With this understanding the problem clearly resolved itself into two
separate ones. The first was to determine to what extent known physical
and chemical laws and forces are adequate to an explanation of the
various phenomena of life. The second was to determine whether there are
any known forces which can furnish a natural explanation of the origin
of the living machine. Manifestly, if the first of these problems is
insolvable, the second is insolvable also.

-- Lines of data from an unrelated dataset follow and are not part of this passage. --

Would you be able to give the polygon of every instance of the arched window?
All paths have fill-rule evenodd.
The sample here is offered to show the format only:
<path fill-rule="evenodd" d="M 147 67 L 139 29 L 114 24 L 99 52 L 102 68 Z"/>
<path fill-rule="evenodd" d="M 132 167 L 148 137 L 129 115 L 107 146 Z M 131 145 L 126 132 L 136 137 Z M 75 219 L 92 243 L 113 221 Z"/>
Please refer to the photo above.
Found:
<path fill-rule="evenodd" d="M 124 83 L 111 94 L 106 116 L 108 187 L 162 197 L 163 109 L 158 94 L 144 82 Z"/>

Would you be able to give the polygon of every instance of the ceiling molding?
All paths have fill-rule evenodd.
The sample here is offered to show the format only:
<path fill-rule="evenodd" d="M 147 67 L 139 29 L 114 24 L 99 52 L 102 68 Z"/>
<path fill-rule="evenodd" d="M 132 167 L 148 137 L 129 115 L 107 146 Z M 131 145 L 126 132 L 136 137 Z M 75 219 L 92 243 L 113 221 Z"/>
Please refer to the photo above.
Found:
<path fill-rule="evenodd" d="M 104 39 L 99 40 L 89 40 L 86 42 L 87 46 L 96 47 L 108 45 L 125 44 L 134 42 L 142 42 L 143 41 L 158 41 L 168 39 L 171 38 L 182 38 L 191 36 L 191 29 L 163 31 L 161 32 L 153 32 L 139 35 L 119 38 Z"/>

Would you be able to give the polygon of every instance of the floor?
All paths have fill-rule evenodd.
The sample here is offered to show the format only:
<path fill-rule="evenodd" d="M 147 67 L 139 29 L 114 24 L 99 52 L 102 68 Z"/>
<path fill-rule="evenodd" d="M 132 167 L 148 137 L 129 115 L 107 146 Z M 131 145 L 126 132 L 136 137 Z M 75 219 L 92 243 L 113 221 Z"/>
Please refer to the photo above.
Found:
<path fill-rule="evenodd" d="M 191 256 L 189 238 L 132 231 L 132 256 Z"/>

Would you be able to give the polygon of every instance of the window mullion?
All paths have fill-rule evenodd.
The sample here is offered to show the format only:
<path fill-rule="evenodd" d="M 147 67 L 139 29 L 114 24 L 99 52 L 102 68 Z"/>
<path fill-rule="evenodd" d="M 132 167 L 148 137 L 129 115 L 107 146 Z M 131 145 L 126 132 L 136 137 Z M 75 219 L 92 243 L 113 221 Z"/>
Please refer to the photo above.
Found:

In the study of the first problem we have reached the general conclusion
that the secondary phenomena of life are readily explained by the
application of physical and chemical forces acting in the living
machine. These secondary phenomena include such processes as the
digestion and absorption of food, circulation, respiration, excretion,
bodily motion, etc. Nervous phenomena also doubtless come under this
head, at least so far as concerns nervous force. We have been obliged,
however, to exclude from this correlation the mental phenomena. Mental
phenomena can not as yet be measured, and have not yet been shown to be
correlated with physical energy. In other words, it has not yet been
proved that mental force is energy at all; and if it is not energy, then
of course it can not be included in the laws which govern the physical
energy of the universe. Although a close relation exists between
physical changes in the brain cells and mental phenomena, no further
connection has yet been drawn between mental power and physical force.
All other secondary phenomena, however, are intelligently explained by
the action of natural forces in the machinery of the living organism.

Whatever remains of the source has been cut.